Here's the real reason behind this blog post. I saw Glennon's picture on her blog. She is thin and beautiful. Somehow that made her less relateable for me. I know that reflects my own insecurities screaming to be freed. Imagine my jaw-dropping shock when I read on Glennon's biography that she struggled with bulimia and alcoholism for 20 years. Her turning point came when she discovered she was drunk, alone, and pregnant. She changed her life, married her baby's daddy, and found God. Wow. This woman is incredible. Suddenly, I wanted to be her friend more than ever! I wanted to reach through the computer and give her a hug!

This being said, why the HECK do some of us strive to hide our weaknesses and pretend like our lives are perfect?

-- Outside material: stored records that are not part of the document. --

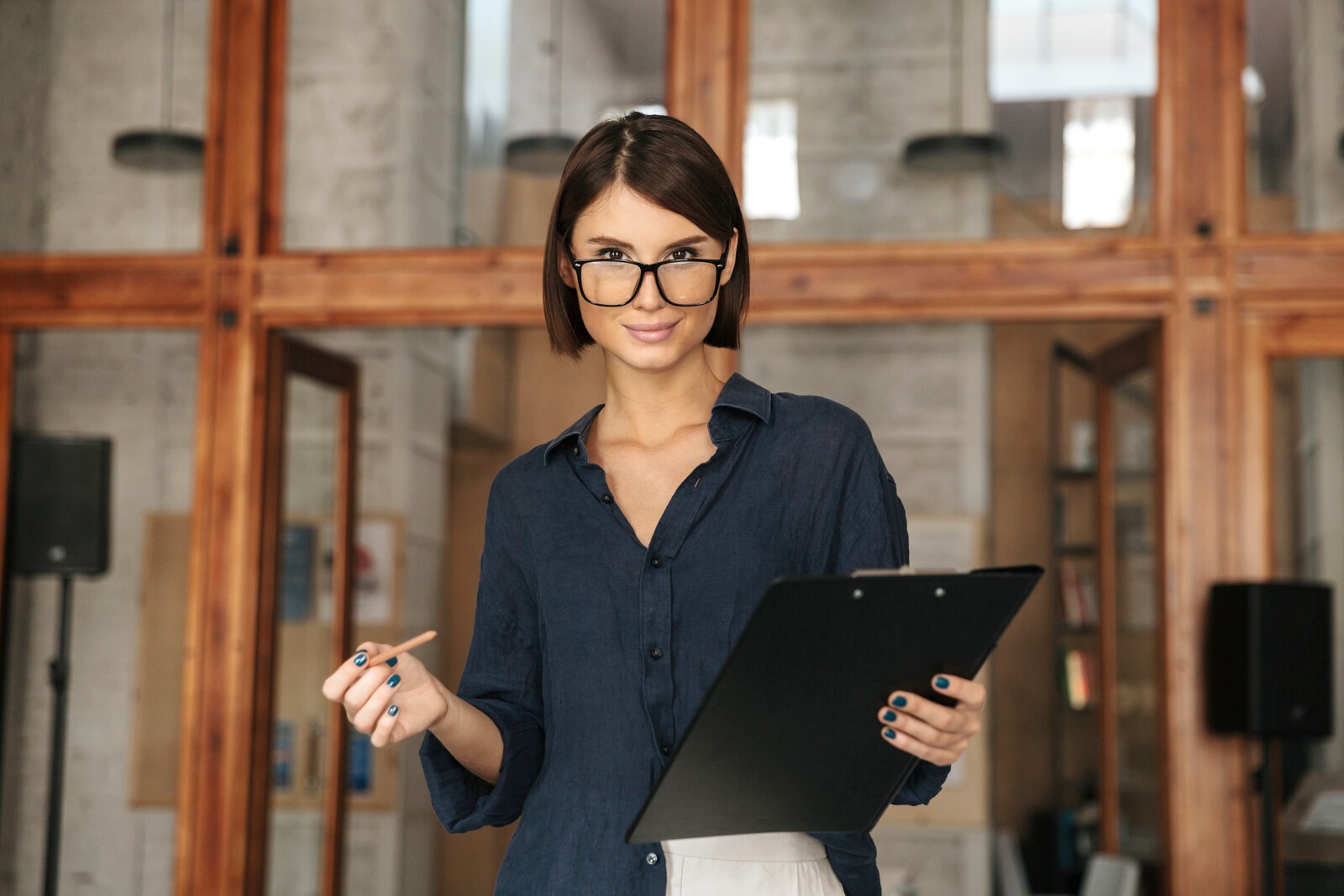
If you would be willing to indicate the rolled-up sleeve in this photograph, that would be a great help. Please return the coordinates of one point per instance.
(874, 537)
(501, 679)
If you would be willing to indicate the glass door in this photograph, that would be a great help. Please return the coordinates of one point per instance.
(307, 569)
(1129, 564)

It leaves us subject to stereotypes. It makes it all too easy to misjudge one another. Our trials and the chaos in our lives provides us with empathy that links us together as brothers and sisters. God never meant for us to travel the road of life alone. Our burdens need to be shared. I believe that creating a facade of perfection alienates us. A perfect person is a lonely person. If my neighbor was sick but refused to tell me, how could I bring her dinner or babysit her kids? If I never asked my friend to teach me how to make my bread rise, how would I know I had been killing my yeast by boiling it? (True story.)

When I want to talk to someone about how much I miss my brother, I tell someone who has lost a loved one and felt the ache. When I want to express how difficult it is to live within a teacher's budget, I talk to people who have struggled financially. I am not saying that we lay all of our soul bare for all the world to see, or that we whine too much about our trials; I'm just saying that it is difficult to connect with someone who "seems" to live a perfect life. We flock to blogs like Glennon's because her indomitable spirit inspires us. Her honesty is refreshing. Who wants Barbie for a friend, anyway?

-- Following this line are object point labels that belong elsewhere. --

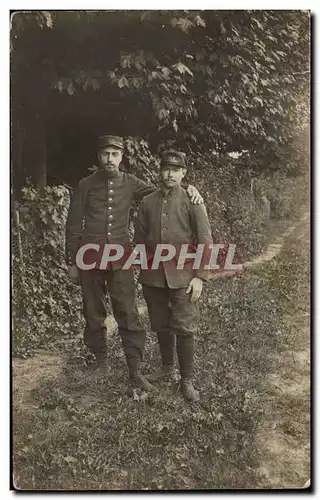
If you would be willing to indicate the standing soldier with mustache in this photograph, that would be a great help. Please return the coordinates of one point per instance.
(99, 213)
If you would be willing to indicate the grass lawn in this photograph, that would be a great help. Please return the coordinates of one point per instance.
(76, 430)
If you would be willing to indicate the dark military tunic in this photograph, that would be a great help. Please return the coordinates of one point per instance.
(99, 211)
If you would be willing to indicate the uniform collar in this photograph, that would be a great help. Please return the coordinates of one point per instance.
(172, 191)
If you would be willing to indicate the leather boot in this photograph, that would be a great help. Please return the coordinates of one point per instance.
(164, 373)
(166, 343)
(188, 391)
(135, 376)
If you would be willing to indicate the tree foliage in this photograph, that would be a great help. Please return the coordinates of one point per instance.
(218, 79)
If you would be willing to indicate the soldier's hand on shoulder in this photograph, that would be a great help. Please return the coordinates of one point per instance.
(195, 287)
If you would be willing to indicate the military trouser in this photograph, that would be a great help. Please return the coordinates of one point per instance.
(122, 290)
(173, 316)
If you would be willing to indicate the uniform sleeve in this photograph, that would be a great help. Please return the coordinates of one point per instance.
(75, 222)
(141, 188)
(202, 230)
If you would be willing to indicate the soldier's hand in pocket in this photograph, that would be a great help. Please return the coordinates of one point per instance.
(73, 273)
(195, 287)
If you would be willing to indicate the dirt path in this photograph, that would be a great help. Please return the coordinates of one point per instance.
(285, 441)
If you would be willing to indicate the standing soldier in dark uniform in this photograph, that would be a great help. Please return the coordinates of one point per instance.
(99, 213)
(167, 217)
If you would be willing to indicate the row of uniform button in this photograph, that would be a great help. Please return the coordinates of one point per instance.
(110, 216)
(164, 215)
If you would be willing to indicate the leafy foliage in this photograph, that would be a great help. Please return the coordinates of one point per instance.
(46, 307)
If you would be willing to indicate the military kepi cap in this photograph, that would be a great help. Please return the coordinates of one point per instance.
(110, 140)
(174, 158)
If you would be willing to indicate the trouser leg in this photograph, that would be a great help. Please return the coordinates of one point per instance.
(122, 290)
(157, 300)
(184, 323)
(94, 311)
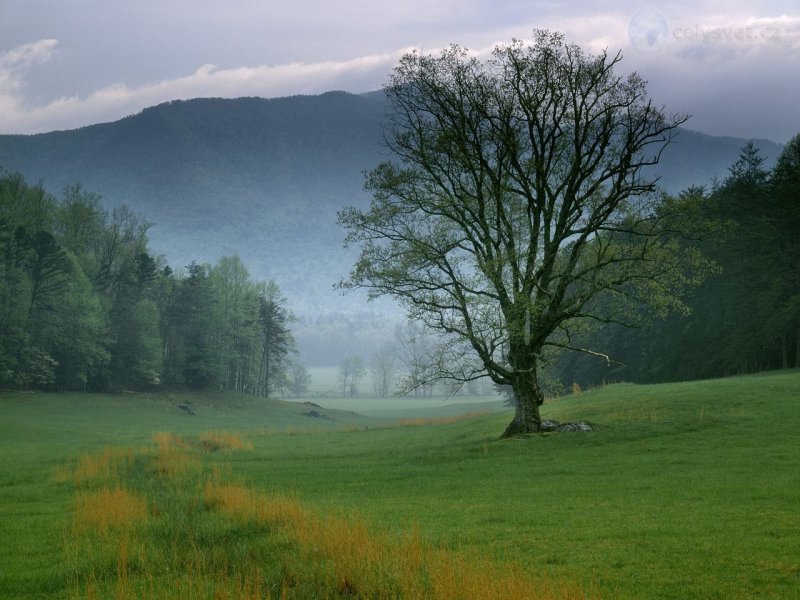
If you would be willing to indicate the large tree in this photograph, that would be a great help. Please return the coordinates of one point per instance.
(518, 196)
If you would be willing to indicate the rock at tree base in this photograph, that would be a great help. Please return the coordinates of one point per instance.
(549, 425)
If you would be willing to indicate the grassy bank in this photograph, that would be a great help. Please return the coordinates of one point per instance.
(684, 490)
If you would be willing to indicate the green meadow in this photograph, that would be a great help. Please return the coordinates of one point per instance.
(688, 490)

So here is some straight-up Emily:
I am passionately in love with my husband. I have the most beautiful, smart, and creative daughters in the history of the world and I play with them every day. I can't smell. I love to talk and write, especially about the gospel of Jesus Christ; maybe I will write a book someday. My house is never completely clean. Reading is my catharsis. Sometimes I wonder if I am doing enough with my life as a stay-home mother, but then I look at my daughters and I feel peace. I know God loves me. I cook from scratch and love to eat my creations too. I wish I was more secure about my body. I would travel the world if I had more money. I love my smile. I am cranky when I am tired. I often forget how blessed I am and wish for a bigger house with a real backyard, despite having witnessed real poverty in the world. I suffer from post-partum depression after every pregnancy. I get anxiety if I am overscheduled. I am a bargain shopper extraordinaire. I naturally love people and think the best of them. I make and cherish friends easily. I try not to say unkind things about other people, but sometimes I still think unkind thoughts. I hate it when people blame their actions on others, so I always take responsibility for my mistakes. I wish I was slower to take offense and quicker to forgive. I love to be the center of attention if I am making people laugh. I do not love to run, but I do love triathlons and my road bike. I have strong opinions and like to be right, but I can admit when I am wrong. I can say sorry. I have always loved to sing, but was insecure about my voice until recently. I cry when others are sad.

Will you tell me more about the true you?